A monthly restore drill that turned my homelab backups from a comforting belief into something I can actually count on, and the one cron job that makes it stick.

A server rack with status lights in a dim room

For years my backups were a rumour. Restic ran nightly, the repository grew, the dashboard was green, and I had never once pulled a real file out of it under pressure. I knew, in the abstract, that an untested backup is just a directory you are paying to store. I just kept not testing it, the way you keep not going to the dentist.

What fixed it was making the test cheap and automatic instead of heroic and occasional. The mistake I had been making was imagining the test as a full disaster recovery: rebuild the host, restore everything, prove the whole thing end to end. That is so much effort that it never happened. So now the monthly job is smaller and dumber. A cron job picks a handful of known files, restores them to a scratch directory, and checksums them against a manifest I keep separately. If the checksums match, I get nothing. If they do not, I get a loud email.

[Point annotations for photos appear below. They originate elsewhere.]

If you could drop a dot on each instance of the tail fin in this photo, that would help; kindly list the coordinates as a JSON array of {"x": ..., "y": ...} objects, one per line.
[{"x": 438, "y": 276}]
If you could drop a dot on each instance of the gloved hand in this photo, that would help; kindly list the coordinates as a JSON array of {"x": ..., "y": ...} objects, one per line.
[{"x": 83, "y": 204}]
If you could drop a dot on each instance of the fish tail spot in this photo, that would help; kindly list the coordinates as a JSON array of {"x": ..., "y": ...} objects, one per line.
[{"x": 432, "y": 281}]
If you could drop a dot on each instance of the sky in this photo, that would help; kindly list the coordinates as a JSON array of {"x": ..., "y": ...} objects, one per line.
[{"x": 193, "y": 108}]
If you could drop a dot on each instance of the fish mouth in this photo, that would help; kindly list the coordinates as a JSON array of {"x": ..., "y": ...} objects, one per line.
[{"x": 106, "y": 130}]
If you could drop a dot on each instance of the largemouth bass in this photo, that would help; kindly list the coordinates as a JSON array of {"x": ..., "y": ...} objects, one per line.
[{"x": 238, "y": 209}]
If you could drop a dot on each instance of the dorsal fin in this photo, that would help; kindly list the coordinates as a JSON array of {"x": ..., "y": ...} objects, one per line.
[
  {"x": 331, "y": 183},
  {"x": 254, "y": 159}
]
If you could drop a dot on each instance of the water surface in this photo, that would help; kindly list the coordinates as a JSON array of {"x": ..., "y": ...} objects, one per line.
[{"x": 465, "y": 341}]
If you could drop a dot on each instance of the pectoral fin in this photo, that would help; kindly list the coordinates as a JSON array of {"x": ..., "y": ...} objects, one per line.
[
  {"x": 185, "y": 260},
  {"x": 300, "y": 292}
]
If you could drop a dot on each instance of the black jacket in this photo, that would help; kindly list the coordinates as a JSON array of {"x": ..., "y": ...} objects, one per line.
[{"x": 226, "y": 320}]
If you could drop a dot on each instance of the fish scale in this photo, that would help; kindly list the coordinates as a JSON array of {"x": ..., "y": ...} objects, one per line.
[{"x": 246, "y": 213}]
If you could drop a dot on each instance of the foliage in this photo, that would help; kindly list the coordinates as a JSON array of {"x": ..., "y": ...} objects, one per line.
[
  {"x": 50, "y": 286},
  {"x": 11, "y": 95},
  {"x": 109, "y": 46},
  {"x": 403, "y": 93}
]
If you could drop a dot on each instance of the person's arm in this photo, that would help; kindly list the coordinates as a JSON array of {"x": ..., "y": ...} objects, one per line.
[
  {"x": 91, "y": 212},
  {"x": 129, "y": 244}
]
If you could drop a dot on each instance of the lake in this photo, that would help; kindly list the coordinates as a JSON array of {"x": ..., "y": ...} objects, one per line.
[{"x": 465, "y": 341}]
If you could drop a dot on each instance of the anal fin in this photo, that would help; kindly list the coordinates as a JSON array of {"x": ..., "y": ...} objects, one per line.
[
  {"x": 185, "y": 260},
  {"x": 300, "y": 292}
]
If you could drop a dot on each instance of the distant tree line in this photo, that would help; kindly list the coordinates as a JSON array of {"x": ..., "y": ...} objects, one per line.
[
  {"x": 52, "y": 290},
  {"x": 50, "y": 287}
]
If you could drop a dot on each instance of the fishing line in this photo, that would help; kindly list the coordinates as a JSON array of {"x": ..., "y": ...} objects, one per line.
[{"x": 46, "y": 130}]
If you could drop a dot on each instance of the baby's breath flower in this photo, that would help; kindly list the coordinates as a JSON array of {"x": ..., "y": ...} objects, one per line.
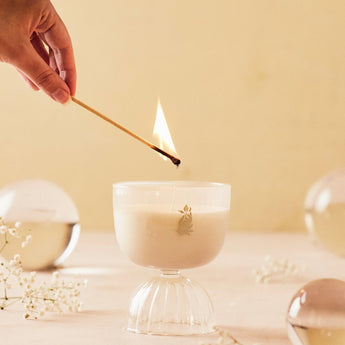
[
  {"x": 274, "y": 269},
  {"x": 54, "y": 296}
]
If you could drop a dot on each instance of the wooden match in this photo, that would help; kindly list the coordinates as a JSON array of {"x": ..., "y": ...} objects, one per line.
[{"x": 175, "y": 160}]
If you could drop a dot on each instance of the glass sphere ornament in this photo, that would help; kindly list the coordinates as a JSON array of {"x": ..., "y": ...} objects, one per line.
[
  {"x": 316, "y": 315},
  {"x": 325, "y": 211},
  {"x": 47, "y": 216}
]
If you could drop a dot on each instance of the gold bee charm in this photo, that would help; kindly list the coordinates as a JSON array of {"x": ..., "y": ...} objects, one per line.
[{"x": 185, "y": 224}]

restic restore latest --target /tmp/restore-test \
  --include /etc --include /srv/important
sha256sum -c /opt/backup-manifest.sha256 || \
  mail -s "RESTORE TEST FAILED" [email protected] < /dev/null

That is the whole trick. It is not a real disaster drill and it does not pretend to be. But it exercises the actual path: the repository unlocks, restic reads the snapshot, the data comes back byte-for-byte. The first time it ran it found a repository I had locked and forgotten months earlier, which would have been a wonderful thing to discover during an actual emergency rather than on a quiet Monday.

Twice a year I still do the big one: stand up a fresh VM, restore properly, boot it. But the monthly checksum job is what turned my backups from something I believed in into something I have evidence for. The difference between those two is the entire job.